Por una extraña razón que no alcanzo a entender, la sucesión apostólica en Querétaro se metió al manoseo, casi siempre irreverente, de los medios de comunicación. Hubo quien soltó, como globo sonda, el nombre de un «aspirante» ya «amarrado» para suceder a monseñor Mario De Gasperín Gasperín. Hubo quien hizo ternas, cábalas, pronósticos: como si se tratara de un puesto político, de la final de un campeonato, del melate…
Los obispos no son funcionarios públicos, que se ponen y se quitan de acuerdo con los intereses de un club, de un grupo de poder, de una corriente política. Son, ni más ni menos, los sucesores de los apóstoles, de los Doce que Jesús visitó tras haber resucitado.

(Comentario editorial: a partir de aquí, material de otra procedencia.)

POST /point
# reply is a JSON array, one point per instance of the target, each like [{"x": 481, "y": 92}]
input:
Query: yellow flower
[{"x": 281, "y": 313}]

El obispo de Roma –el Papa—es el que preside y encabeza el colegio episcopal. Y es quien nombra a un sucesor cuando acepta la renuncia del obispo que ya ha rebasado el límite de edad (75 años). No lo hace el Papa a la ligera. No es un «volado». Nada hay al azar. Hay una acción del Espíritu Santo, quien, como en el cenáculo de Jerusalén, sigue fortaleciendo a los que Cristo envía para confirmar en la verdad a los pueblos.
Monseñor Faustino Armendáriz Jiménez llega a Querétaro, desde Matamoros, con toda la fuerza de una institución sobrenatural, fundada por Cristo, con Pedro como la roca firme desde donde se guarda el depósito de la fe, no una constitución civil o un negocio tras bambalinas. «Es propio del misterio de Dios actuar de manera discreta. Sólo poco a poco va construyendo su historia en la gran historia de la humanidad», escribe Joseph Ratzinger-Benedicto XVI en la segunda entrega de Jesús de Nazaret (Planeta-Editorial Encuentro, p. 321). Si esto es válido para la historia del mundo, también lo es para cada diócesis en particular.
Como no lo entienden mis colegas periodistas, les da por echar apuestas. Y al hacerlo no se dan cuenta del daño que hacen al pueblo católico (en la diócesis de Querétaro un millón 809 mil de una población total de un millón 856 mil personas). Apostando vuelven al misterio de una fantasía de Hollywood, una telenovela de Televisa. Y socavan la fe en la acción del Espíritu Santo, queriendo volver a la Iglesia «de su antiguo estado de institución divina al de sociedad de responsabilidad limitada en la que el poder es compartido como en cualquier otra sociedad» (cfr. André Frossard: El mundo de Juan Pablo II. RIALP, p. 114).
La Iglesia no es «cualquier otra sociedad». Es –como decía san Bernardo de Claraval— el sitio ideal para «la venida intermedia» de Cristo, la presencia actual del Señor en la Palabra, en los sacramentos, especialmente en la Eucaristía, y en la esperanza alegre de los cristianos, encabezada por los santos, mujeres y hombres de la talla colosal de Teresa de Calcuta o de Juan Pablo II. ¡Esa es la Iglesia y esa es la fe que nos gloriamos de profesar en Cristo Jesús! Lo demás, dicho con todo respeto, son sandeces.